Saturday 17 August 2013

New Creation or Old Rules?


I have just finished reading Tom Wright's Simply Christian. I already knew his theology was a bit more conservative than mine, but as he is a very popular author I thought I would see for myself.

His approach is very contemporary, in that he begins with the human sense of God. The first part of the book is entitled 'Echoes of a Voice', and it talks about how we get hints of God through the universal sense of justice, the way in which spirituality springs up everywhere, the beauty of the world, and the centrality of relationships. So far so good.
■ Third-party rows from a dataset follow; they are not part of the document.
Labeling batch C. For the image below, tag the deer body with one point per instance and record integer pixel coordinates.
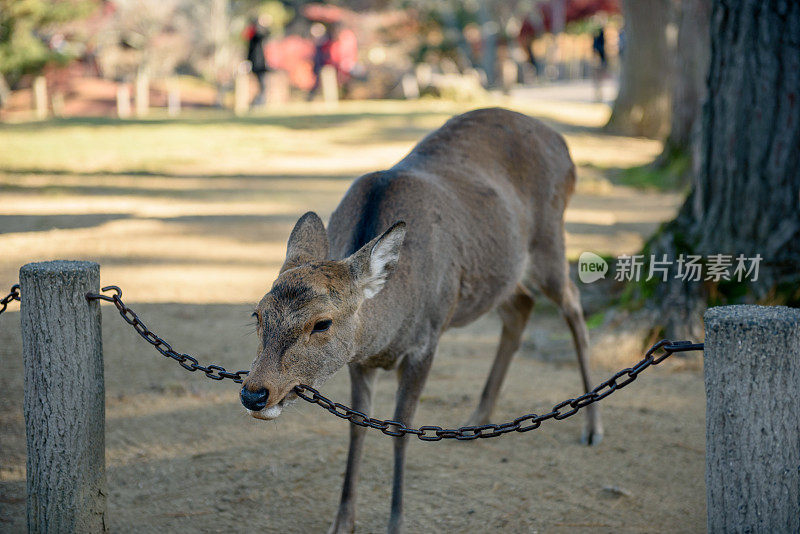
(483, 202)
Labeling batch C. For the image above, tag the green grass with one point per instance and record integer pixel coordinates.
(670, 176)
(213, 142)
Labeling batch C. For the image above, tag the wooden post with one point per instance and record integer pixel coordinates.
(752, 378)
(142, 95)
(123, 101)
(64, 397)
(40, 97)
(330, 84)
(410, 87)
(241, 89)
(173, 99)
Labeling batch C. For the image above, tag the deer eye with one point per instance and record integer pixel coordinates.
(321, 326)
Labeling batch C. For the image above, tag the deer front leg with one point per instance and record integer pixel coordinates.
(362, 381)
(412, 375)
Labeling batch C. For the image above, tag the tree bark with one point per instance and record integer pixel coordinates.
(691, 66)
(746, 195)
(642, 107)
(64, 397)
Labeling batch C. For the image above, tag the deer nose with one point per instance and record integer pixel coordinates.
(254, 401)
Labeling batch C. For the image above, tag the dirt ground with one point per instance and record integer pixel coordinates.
(190, 218)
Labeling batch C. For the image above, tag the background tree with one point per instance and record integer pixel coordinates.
(642, 107)
(691, 66)
(746, 195)
(23, 28)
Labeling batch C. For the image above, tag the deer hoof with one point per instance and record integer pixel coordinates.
(342, 526)
(592, 437)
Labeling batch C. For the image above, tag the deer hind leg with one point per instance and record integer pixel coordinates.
(549, 272)
(412, 374)
(514, 314)
(362, 382)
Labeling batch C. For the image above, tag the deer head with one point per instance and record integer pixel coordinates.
(308, 323)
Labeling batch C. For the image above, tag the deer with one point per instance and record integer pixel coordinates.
(471, 220)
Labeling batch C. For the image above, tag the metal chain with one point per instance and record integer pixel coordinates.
(13, 295)
(212, 371)
(524, 423)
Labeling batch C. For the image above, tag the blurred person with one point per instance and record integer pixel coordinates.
(526, 36)
(256, 34)
(344, 54)
(599, 51)
(323, 44)
(599, 47)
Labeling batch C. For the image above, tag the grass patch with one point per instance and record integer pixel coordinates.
(670, 176)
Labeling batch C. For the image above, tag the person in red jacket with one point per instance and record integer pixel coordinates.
(256, 35)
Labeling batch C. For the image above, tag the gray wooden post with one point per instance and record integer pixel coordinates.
(64, 397)
(752, 378)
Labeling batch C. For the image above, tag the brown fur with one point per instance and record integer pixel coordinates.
(483, 199)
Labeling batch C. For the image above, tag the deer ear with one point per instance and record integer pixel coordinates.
(376, 261)
(308, 242)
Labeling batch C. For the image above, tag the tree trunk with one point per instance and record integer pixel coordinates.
(746, 196)
(691, 67)
(643, 104)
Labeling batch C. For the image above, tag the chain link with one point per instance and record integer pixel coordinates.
(190, 363)
(564, 409)
(12, 295)
(525, 423)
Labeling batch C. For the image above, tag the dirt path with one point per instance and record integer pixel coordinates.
(190, 218)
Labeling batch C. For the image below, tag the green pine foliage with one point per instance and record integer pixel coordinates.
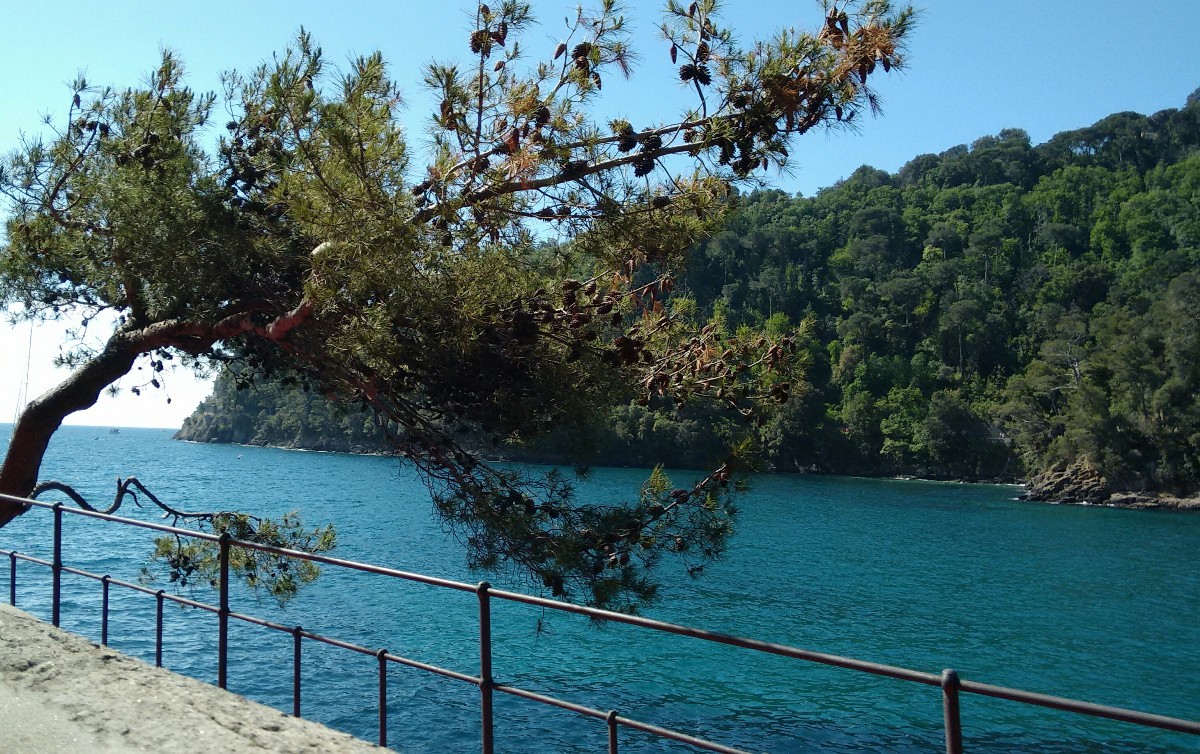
(989, 312)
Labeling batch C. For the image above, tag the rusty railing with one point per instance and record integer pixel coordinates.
(948, 681)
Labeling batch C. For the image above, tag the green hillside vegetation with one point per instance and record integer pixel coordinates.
(996, 311)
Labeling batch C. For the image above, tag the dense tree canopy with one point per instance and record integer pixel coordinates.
(994, 311)
(510, 280)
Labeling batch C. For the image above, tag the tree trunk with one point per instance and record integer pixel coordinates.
(43, 416)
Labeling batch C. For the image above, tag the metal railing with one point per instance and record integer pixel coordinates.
(948, 681)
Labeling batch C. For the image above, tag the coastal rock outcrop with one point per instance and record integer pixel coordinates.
(1078, 483)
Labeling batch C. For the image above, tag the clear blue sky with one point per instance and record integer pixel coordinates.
(975, 67)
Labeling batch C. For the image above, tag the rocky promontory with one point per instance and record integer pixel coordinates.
(1084, 484)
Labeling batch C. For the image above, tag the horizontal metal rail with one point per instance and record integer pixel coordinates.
(948, 680)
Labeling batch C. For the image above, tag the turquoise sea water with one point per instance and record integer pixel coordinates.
(1089, 603)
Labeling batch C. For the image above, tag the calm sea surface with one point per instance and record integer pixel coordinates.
(1095, 604)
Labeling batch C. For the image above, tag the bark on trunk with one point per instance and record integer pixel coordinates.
(43, 416)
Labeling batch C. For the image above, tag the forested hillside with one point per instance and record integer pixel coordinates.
(995, 311)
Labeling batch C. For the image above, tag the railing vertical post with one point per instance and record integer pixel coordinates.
(297, 635)
(951, 712)
(103, 610)
(383, 696)
(223, 612)
(57, 566)
(12, 579)
(485, 665)
(157, 630)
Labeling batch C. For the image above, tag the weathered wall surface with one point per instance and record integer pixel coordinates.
(61, 693)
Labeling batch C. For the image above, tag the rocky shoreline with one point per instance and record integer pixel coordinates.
(1077, 484)
(1084, 485)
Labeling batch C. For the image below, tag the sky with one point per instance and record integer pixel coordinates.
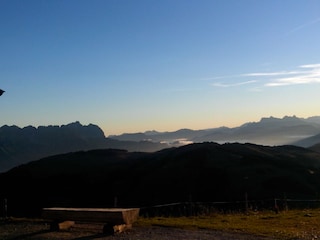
(133, 66)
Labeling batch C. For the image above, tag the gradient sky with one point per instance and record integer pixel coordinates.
(136, 65)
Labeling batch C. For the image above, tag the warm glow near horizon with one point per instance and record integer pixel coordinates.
(134, 66)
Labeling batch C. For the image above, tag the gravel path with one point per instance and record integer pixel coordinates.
(41, 231)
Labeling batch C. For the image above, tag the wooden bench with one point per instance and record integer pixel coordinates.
(114, 219)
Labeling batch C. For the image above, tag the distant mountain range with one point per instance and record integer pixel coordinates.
(22, 145)
(203, 172)
(268, 131)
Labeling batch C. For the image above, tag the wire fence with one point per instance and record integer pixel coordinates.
(180, 209)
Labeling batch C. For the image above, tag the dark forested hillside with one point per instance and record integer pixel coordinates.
(205, 171)
(21, 145)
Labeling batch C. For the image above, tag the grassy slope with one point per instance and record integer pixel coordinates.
(292, 224)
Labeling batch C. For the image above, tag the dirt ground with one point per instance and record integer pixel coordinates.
(38, 230)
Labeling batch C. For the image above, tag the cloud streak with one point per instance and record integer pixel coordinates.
(304, 74)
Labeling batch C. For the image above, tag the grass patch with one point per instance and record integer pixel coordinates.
(292, 224)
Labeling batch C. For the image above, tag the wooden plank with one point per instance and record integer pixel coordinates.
(115, 216)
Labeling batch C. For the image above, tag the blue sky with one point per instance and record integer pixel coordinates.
(131, 66)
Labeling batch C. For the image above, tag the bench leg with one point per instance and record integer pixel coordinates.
(56, 226)
(108, 229)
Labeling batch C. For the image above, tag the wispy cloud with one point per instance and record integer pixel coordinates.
(304, 74)
(310, 75)
(219, 84)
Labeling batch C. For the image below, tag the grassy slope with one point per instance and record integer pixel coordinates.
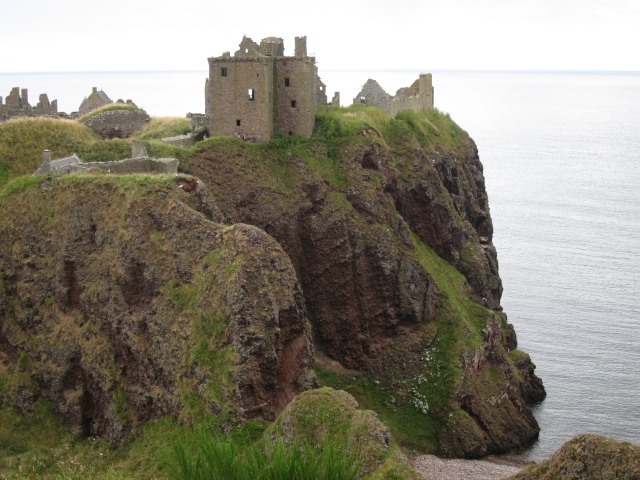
(336, 136)
(22, 141)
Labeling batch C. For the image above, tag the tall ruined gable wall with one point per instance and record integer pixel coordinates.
(229, 100)
(296, 93)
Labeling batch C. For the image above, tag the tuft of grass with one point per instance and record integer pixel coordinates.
(107, 108)
(23, 140)
(161, 127)
(218, 457)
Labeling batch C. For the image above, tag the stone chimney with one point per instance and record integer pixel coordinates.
(301, 47)
(46, 160)
(138, 149)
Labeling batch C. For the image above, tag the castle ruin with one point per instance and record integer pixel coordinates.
(17, 105)
(95, 100)
(140, 162)
(259, 92)
(419, 96)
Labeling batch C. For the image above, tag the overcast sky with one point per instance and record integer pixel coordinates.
(124, 35)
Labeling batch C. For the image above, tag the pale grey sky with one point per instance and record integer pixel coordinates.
(123, 35)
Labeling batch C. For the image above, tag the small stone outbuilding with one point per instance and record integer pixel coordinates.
(96, 100)
(419, 96)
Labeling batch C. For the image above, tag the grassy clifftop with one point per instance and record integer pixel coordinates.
(22, 141)
(386, 224)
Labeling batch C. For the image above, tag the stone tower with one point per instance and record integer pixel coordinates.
(259, 92)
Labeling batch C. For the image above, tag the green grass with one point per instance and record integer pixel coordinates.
(410, 427)
(23, 140)
(161, 127)
(107, 108)
(219, 457)
(415, 401)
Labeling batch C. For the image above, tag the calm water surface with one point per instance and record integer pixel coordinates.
(561, 153)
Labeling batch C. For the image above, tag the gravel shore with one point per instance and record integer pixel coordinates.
(491, 468)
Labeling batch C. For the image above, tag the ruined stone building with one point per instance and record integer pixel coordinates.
(419, 96)
(96, 99)
(140, 162)
(17, 105)
(259, 92)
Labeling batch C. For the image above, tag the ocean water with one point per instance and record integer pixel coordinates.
(561, 153)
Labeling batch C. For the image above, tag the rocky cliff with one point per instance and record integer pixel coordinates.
(588, 456)
(127, 298)
(121, 303)
(362, 209)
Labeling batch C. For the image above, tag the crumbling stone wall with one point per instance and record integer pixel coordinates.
(419, 96)
(167, 166)
(95, 100)
(373, 94)
(258, 92)
(17, 105)
(118, 123)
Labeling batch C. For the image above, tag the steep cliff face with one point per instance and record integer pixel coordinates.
(121, 303)
(354, 207)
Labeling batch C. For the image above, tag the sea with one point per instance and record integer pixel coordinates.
(561, 156)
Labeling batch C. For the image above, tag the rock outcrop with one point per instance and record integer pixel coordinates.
(352, 216)
(328, 415)
(120, 303)
(117, 123)
(588, 456)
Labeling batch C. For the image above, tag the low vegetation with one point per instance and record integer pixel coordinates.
(107, 108)
(36, 446)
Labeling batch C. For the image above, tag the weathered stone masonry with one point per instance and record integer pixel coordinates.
(259, 92)
(419, 96)
(17, 105)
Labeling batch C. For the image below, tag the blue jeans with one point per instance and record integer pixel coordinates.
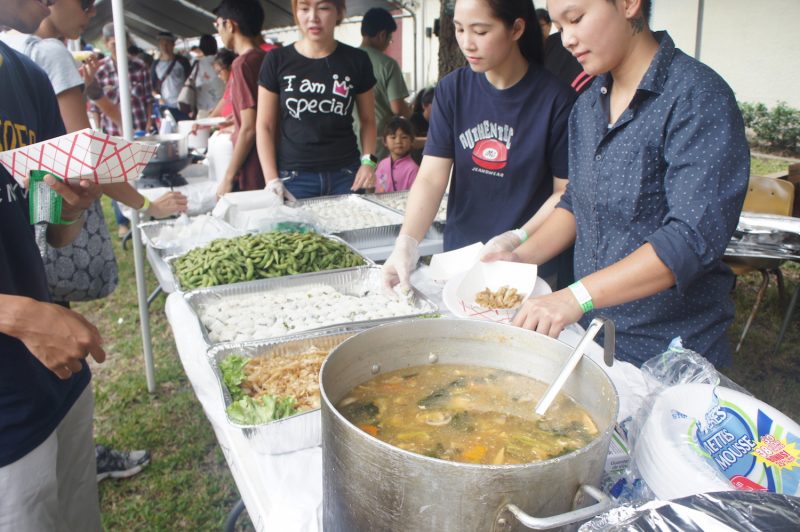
(307, 184)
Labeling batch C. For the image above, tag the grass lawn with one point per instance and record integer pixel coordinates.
(188, 487)
(767, 165)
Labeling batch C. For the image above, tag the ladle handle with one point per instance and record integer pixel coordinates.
(555, 387)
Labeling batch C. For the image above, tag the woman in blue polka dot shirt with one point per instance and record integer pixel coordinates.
(658, 169)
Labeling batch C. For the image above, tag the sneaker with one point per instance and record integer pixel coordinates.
(119, 464)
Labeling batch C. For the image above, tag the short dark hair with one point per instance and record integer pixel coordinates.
(224, 58)
(398, 122)
(530, 42)
(377, 20)
(647, 8)
(208, 45)
(247, 14)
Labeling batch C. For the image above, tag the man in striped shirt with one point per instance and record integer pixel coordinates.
(141, 87)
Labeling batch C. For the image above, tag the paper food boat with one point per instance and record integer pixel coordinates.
(85, 154)
(444, 266)
(495, 275)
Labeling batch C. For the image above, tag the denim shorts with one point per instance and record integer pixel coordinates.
(309, 184)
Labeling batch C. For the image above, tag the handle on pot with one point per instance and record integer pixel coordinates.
(543, 523)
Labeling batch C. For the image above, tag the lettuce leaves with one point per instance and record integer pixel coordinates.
(248, 410)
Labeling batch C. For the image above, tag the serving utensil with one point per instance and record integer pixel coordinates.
(608, 357)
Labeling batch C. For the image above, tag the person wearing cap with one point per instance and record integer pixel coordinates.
(390, 89)
(169, 72)
(47, 463)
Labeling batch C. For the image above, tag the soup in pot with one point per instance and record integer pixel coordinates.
(467, 414)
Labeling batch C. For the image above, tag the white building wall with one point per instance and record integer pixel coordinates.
(753, 44)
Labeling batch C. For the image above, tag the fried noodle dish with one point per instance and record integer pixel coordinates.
(286, 375)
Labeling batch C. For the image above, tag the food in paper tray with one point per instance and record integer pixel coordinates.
(261, 256)
(504, 297)
(271, 387)
(336, 216)
(84, 154)
(255, 316)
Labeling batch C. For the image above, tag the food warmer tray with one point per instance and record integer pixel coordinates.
(293, 433)
(349, 282)
(368, 237)
(390, 200)
(367, 263)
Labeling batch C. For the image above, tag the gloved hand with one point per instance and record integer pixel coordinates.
(276, 187)
(398, 267)
(501, 246)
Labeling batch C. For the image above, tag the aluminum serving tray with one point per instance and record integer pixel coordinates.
(391, 199)
(292, 433)
(350, 282)
(151, 230)
(367, 263)
(368, 237)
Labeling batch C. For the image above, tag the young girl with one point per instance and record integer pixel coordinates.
(659, 167)
(397, 171)
(501, 125)
(306, 96)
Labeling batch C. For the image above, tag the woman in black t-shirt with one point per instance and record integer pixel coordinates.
(304, 126)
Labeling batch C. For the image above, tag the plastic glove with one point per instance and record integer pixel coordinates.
(168, 204)
(276, 187)
(498, 246)
(396, 271)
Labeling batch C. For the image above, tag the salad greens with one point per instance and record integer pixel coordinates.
(248, 410)
(259, 410)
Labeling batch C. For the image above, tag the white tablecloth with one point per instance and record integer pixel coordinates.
(284, 492)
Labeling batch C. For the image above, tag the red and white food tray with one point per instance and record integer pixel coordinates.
(84, 154)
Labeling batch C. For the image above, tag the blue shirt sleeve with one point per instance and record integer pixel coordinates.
(558, 147)
(441, 142)
(708, 169)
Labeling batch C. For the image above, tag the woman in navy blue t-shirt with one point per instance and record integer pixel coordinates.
(500, 125)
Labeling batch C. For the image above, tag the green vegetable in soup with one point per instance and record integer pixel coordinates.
(440, 396)
(361, 413)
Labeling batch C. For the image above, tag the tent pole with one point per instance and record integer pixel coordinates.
(127, 132)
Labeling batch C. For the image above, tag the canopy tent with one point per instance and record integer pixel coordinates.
(145, 18)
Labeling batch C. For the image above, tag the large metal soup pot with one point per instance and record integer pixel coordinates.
(372, 486)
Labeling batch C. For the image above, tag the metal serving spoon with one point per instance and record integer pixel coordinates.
(608, 356)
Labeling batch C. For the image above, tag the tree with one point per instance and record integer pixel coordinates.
(450, 56)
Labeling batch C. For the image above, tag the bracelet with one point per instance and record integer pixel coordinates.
(521, 233)
(367, 159)
(64, 221)
(582, 295)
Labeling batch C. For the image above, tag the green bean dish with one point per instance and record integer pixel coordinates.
(261, 256)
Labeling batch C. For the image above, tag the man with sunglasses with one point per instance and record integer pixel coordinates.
(47, 467)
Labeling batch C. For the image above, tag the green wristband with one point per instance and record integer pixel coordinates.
(582, 295)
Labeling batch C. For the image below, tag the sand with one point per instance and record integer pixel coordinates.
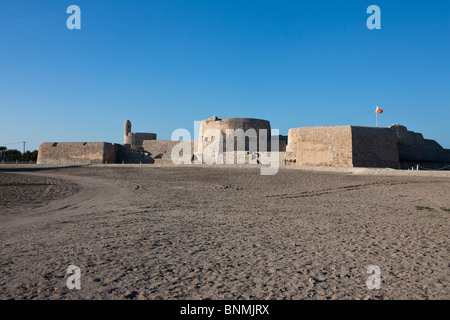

Where I really part company with him is in his views on sexual morality. Having said lots of inspiring things about awakening and new birth into the freedom of the new creation etc., when he comes to the final chapter - the practicalities of Christian living - he falls back on the traditional rules. He contrasts a truly Christian perspective with the idea that we all have the absolute right to seek our own pleasure and self-fulfilment. Of course we can all agree that, in sexual relationships as in everything else, selfishness spoils everything. But the conclusion Wright draws is completely dogmatic.

He says (p198) that, in contrast to the Greco-Roman culture of the time, the Jews and the early Christians "insisted that sexual activity was to be restricted to the marriage of a  man and a woman. The rest of the world, then as now, thought they were mad. The difference, alas, is that today half the church seems to think so too."

He grounds his view theologically by talking of the vision of the Kingdom as "the  marriage feast of the Lamb" and so on, and says: "Marital fidelity echoes and anticipates God's fidelity to the whole creation. Other kinds of sexual activity symbolize and embody the distortions and corruptions of the present world."

I think this is a gross over-simplification, and a slander on all those people who live truly unselfish lives and express Christ-like love in relationships that do not conform to this "norm". Wright himself talks about "new creation", Surely the essence of new creation is that it is new, not the restoration of something supposedly laid down from the beginning. As I see it, one of the main themes of the Bible is that God is constantly leading us on into new discoveries. His very name can mean "I will be who I will be".